Antibody Complement-Mediated Cytotoxicity In addition to neutralization and immune clearance of extracellular virions from blood, extravascular body fluids, and secretions, antibody can play a role in the destruction of virus-infected cells. 2 This occurs when viral antigens are incorporated in the cytoplasmic membrane of cells during viral replication. Antiviral antibody combines with these antigens, fixes complement, and results in cytolysis. Death of the infected host cell aborts the production of new virions.

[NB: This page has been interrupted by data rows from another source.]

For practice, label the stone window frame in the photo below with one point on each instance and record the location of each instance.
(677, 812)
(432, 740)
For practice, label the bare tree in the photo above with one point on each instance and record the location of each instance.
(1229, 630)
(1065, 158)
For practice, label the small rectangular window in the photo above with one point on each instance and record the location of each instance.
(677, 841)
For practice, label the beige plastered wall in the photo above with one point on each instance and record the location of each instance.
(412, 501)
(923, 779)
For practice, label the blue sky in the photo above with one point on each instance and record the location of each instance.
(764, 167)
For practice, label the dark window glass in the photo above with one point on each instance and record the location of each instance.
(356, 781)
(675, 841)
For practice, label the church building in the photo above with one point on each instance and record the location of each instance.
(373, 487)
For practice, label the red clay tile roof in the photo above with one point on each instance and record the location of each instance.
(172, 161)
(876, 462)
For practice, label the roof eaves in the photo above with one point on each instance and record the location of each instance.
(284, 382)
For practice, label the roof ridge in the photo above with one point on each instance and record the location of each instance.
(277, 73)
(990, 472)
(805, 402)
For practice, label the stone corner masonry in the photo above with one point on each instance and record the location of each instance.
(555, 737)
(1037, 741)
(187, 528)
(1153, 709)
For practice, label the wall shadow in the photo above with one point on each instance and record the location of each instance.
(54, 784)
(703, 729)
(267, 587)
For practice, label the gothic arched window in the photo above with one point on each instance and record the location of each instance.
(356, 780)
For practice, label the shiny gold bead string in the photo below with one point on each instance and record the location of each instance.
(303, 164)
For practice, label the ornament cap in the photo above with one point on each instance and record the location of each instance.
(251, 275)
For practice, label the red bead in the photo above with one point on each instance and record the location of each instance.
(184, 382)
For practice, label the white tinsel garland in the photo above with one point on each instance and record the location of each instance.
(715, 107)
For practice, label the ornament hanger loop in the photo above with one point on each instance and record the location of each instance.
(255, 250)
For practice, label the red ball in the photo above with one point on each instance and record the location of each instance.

Antibody-Dependent Cell-Mediated Cytotoxicity Antiviral antibody also interacts with leukocytes to abort viral infection. Even minute quantities of antibody adsorbed to the surface of infected cells will result in their destruction by lymphocytes, polymorphonuclear leukocytes, and macrophages. It has been suggested that this mechanism may be especially important during the early recovery from viral infections when antibody levels are low. 2
CELL-MEDIATED ANTIVIRAL IMMUNITY After it was observed that individuals suffering from immunoglobulin deficiencies were not defenseless against viral infections, investigators began the search for additional antiviral defense mechanisms. Much of the current research effort in viral immunology is concerned with elucidation of cell-mediated immune mechanisms.1· 2 • 7 • 13 The role of these mechanisms is better documented as responsible for recovery from herpesvirus infections than it is for infections by other viral pathogens. Herpesvirus infections of domestic animals include a neonatal disease of the dog, equine rhinopneumonitis, feline viral rhinotracheitis, and infectious bovine rhinotracheitis. Cell-mediated antiviral immunity requires that specifically sensitized T lymphocytes recognize viral infected target cells and destroy them. The mechanism of this destruction is poorly understood, as is the recognition of antigens (self and viral) on the target cell. The cells involved in cell-mediated immunity are distinct from those concerned with humoral immunity (antibody synthesis).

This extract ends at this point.